A £2.07bn takeover bid from two investment companies has been rejected by THG as a offer emerged from a venture capital firm controlled by property tycoon Nick Candy.
The Manchester-headquartered group has confirmed it had received an unsolicited offer of 170p per share from Belerion Capital and King Street Capital Management.
In a statement issued to the London Stock Exchange, THG said the “significantly undervalued the company and its future prospects” and was “unanimously rejected”.
THG’s shares closed at 116p on Thursday, a drop of 4% from the start of the day.
Under the London Stock Exchange’s rules, Belerion Capital and King Street Capital Management must state by June 16 whether an offer will be made or not.
Belerion’s co-founder and chief investment officer Iain McDonald is a non-executive director of THG.
A THG statement said: “The board of THG notes the recent press speculation and confirms that it received a third unsolicited, highly preliminary and indicative non-binding proposal of 170 pence per share from Belerion Capital Group Limited, together with King Street Capital Management, L.P. to acquire the entire issued and to be issued share capital of THG.
“The board of THG considered the proposal, together with its financial and legal advisers, and concluded that it significantly undervalued the company and its future prospects, and accordingly unanimously rejected the proposal.
“There can be no certainty that any firm offer will be made, nor as to the terms of any such offer. A further announcement will be made if and when appropriate.”

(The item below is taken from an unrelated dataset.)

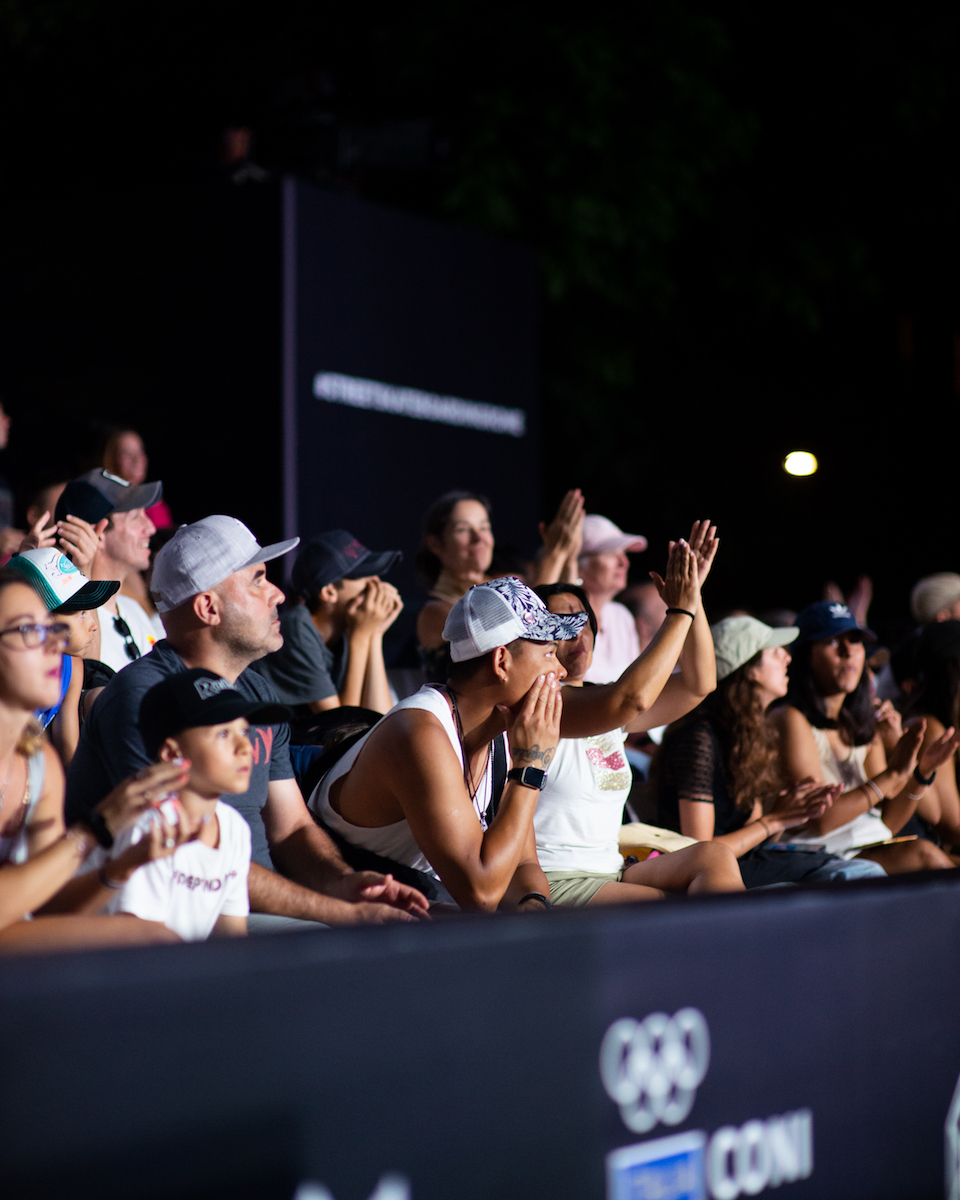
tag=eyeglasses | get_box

In a separate move, it was revealed that property tycoon Nick Candy is weighing up making an offer to buy THG in a deal worth £1.4bn.
Mr Candy, who is married to former Neighbours actor Holly Vallance, also has until June 16 to make a formal bid or walk away.

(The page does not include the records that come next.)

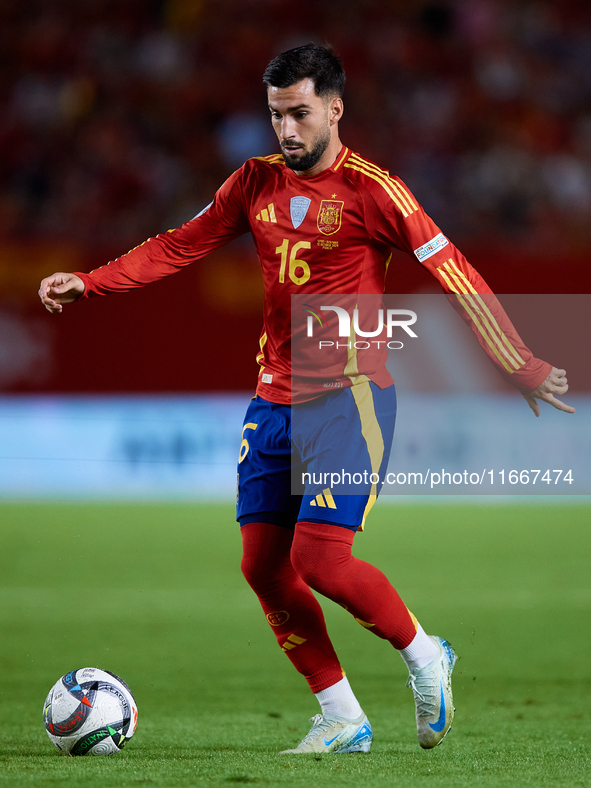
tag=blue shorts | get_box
[236,381,396,531]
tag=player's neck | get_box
[294,134,343,178]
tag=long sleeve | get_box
[358,176,552,393]
[77,170,249,297]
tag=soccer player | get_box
[39,44,574,753]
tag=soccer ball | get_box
[43,668,137,755]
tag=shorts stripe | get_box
[350,381,384,531]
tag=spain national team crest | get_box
[317,200,345,235]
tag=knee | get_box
[291,524,352,596]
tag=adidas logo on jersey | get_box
[310,487,337,509]
[256,202,277,224]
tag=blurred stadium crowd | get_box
[0,0,591,254]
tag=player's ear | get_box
[328,96,345,126]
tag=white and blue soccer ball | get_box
[43,668,137,755]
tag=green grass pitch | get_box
[0,504,591,788]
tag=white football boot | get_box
[406,637,457,750]
[279,713,373,755]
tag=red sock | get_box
[240,523,345,692]
[291,522,416,649]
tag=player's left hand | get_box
[523,367,575,416]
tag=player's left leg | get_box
[291,382,455,748]
[291,521,456,749]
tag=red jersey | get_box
[78,146,552,404]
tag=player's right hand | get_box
[523,367,575,416]
[39,273,84,315]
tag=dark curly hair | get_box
[263,44,345,98]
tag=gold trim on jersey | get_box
[332,148,349,172]
[255,331,267,375]
[437,257,525,374]
[255,202,277,224]
[344,153,419,218]
[344,155,418,219]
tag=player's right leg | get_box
[237,397,372,753]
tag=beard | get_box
[281,129,330,172]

A Candy Ventures statement said: “Following the recent press speculation regarding THG plc, Candy Ventures Sarl confirms that it is in the very early stages of considering a possible offer for the entire issued and to be issued share capital of the company.

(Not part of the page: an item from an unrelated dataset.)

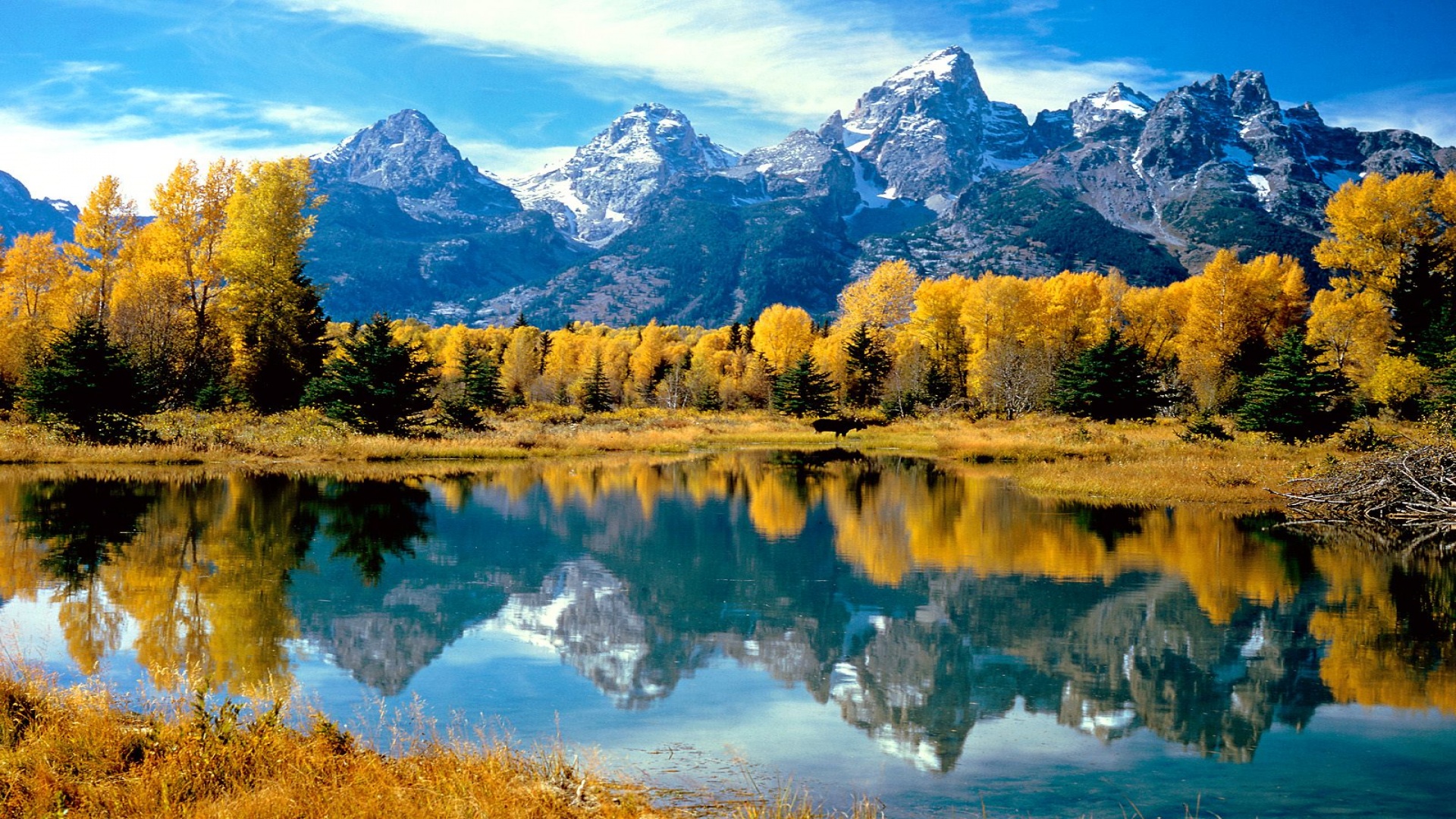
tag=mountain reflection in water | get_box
[0,450,1456,771]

“There can be no certainty that any offer will be made, nor as to the terms of any such offer.
“In accordance with Rule 2.6(a) of the Code, Candy Ventures must, by not later than 5pm on 16 June 2022, either announce a firm intention to make an offer for the company in accordance with Rule 2.7 of the Code or announce that it does not intend to make an offer, in which case the announcement will be treated as a statement to which Rule 2.8 of the Code applies.
“This deadline will only be extended with the consent of the Panel in accordance with Rule 2.6(c) of the Code.
“A further announcement will be made in due course.”
Mr Candy was recently linked with a bid to buy Chelsea FC.